Almost 90 percent of Apple workers polled in June “strongly agree” with the statement “location-flexible working options are a very important issue to me,” the report said. Employees defined “location-flexible” as the option to work from home indefinitely, it added.
According to the report, the survey is not scientific, as it was sent out in a Slack channel for employees to discuss remote work, and only a small fraction of Apple’s 147,000-person workforce likely even knew it existed.
A majority of those surveyed also were concerned that staff would quit if Apple didn’t offer a more flexible approach to remote work.
About 60 percent of respondents said they “strongly agree” with the statement “I am worried that some of my colleagues will have to leave Apple due to LACK of location-flexible work options.” Thirty-seven percent said they were worried they would have to resign due to the lack of flexibility.
Employees sent the survey results to Apple CEO Tim Cook and Deirdre O’Brien, senior vice president of retail and people, on June 14, the news site reported.

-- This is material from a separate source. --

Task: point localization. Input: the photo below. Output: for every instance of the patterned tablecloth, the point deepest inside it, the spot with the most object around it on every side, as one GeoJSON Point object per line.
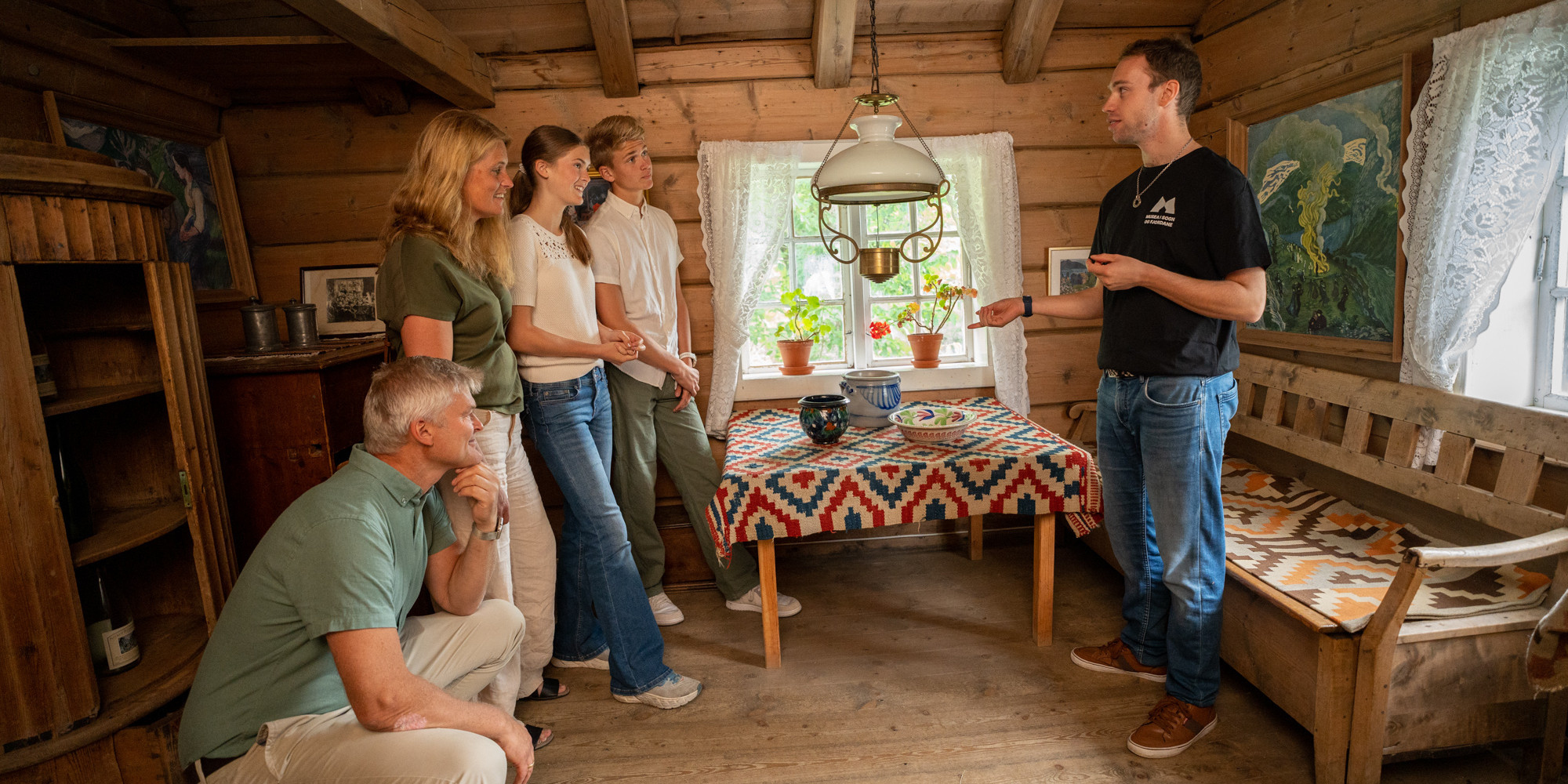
{"type": "Point", "coordinates": [779, 484]}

They included a video with personal testimonies from 24 Apple workers about why remote-working options are important.
Cook has told employees to plan to return to the office three days a week beginning in early September, The Verge reported last month, citing an email the executive sent to staff on June 2.
Two days later, workers expressed their opposition to the new policy in a letter addressed to Cook and obtained by The Verge, which stated that the plan should go further in allowing remote work.